Após camelar por sete hotéis, e receber um “sold out” em todos, comecei a ficar preocupado. No celular, a busca encontrava hotéis disponíveis em Sežana, uma cidadezinha de 11 mil habitantes na Eslovênia, 15 quilômetros de Trieste. Cogitei seriamente atravessar a fronteira, mas havia um risco: na terça pós-show eu teria que estar às 7h na estação de trem em Trieste em direção à Verona para um voo para Amsterdã. O deslocamento talvez fosse complicado.
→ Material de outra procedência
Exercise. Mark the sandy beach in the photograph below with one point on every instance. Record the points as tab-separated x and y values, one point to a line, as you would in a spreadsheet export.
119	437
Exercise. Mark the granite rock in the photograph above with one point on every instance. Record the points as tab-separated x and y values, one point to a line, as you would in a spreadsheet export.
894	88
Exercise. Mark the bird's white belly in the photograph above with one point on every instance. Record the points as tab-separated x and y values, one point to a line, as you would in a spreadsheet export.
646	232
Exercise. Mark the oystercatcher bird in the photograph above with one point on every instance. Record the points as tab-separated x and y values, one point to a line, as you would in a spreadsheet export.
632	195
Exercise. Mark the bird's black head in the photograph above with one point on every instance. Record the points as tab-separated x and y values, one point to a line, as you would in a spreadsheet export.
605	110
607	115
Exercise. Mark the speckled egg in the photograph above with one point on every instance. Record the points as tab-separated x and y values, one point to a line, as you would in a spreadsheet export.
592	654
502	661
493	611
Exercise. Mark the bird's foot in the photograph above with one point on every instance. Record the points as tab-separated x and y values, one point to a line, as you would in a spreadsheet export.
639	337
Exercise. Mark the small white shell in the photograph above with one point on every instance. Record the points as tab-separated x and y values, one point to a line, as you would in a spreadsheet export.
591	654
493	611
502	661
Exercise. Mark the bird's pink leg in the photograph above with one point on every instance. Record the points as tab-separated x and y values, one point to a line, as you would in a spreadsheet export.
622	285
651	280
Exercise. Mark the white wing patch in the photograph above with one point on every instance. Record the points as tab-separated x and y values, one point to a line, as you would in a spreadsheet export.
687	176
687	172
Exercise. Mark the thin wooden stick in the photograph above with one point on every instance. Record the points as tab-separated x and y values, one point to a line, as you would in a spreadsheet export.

Arrisquei: entrei num dos hotéis na redondeza da estação de trem e garanti o domingo, implorando: “Se alguém cancelar a reserva para segunda, guarda pra mim”. Check in feito, sai a bater perna pela colônia romana que, no século II, se chamava Tergeste, ficou sob o controle de Bizâncio até 788, quando passou ao controle dos francos. Em 1382 passou a ser protegida do duque de Áustria sendo anexada à Itália apenas em 1918, após a Primeira Guerra Mundial.
Bastaram alguns minutos caminhando a esmo em um domingo de sol para se apaixonar pela cidade. A luz da cidade (entre o marrom e o amarelo, devido as pedras antigas que decoram todo o centro) a visão do Adriático, as extensas praças e o longo calçadão, que passa por diversas áreas da cidade, são um convite à contemplação. Uma cidade que merece uma visita com mais calma. Dormi o sono dos justos cansados torcendo por uma segunda-feira positiva.
“Buongiorno, apareceu algum quarto?”, foram minhas primeiras palavras na manhã de segunda. “Infelizmente não temos nenhum quarto de solteiro, mas há de casal vago”, ofereceu a recepcionista, explicando: “Você está pagando 70 euros o de solteiro. O casal é 90“. Não pensei duas vezes: “É meu”. Peguei informações de como chegar ao Castelo de Duíno, reduto em que o poeta alemão Rainer Maria Rilke escreveu o doloroso “Elegias de Duíno”, e parti.
Após um domingo lindo de sol, a segunda amanheceu nublada, com garoa e previsão de pancadas de chuva. Peguei um ônibus para o aeroporto, avisei o motorista que eu queria descer no castelo, e fui ser feliz. Uns dois pontos depois do castelo, o motorista me vê e pergunta: “Por que você não desceu?”. Faço cara de turista idiota, desço na autoestrada, e sigo a pé até o castelo… por dentro da mata. Do capítulo “vivendo perigosamente”.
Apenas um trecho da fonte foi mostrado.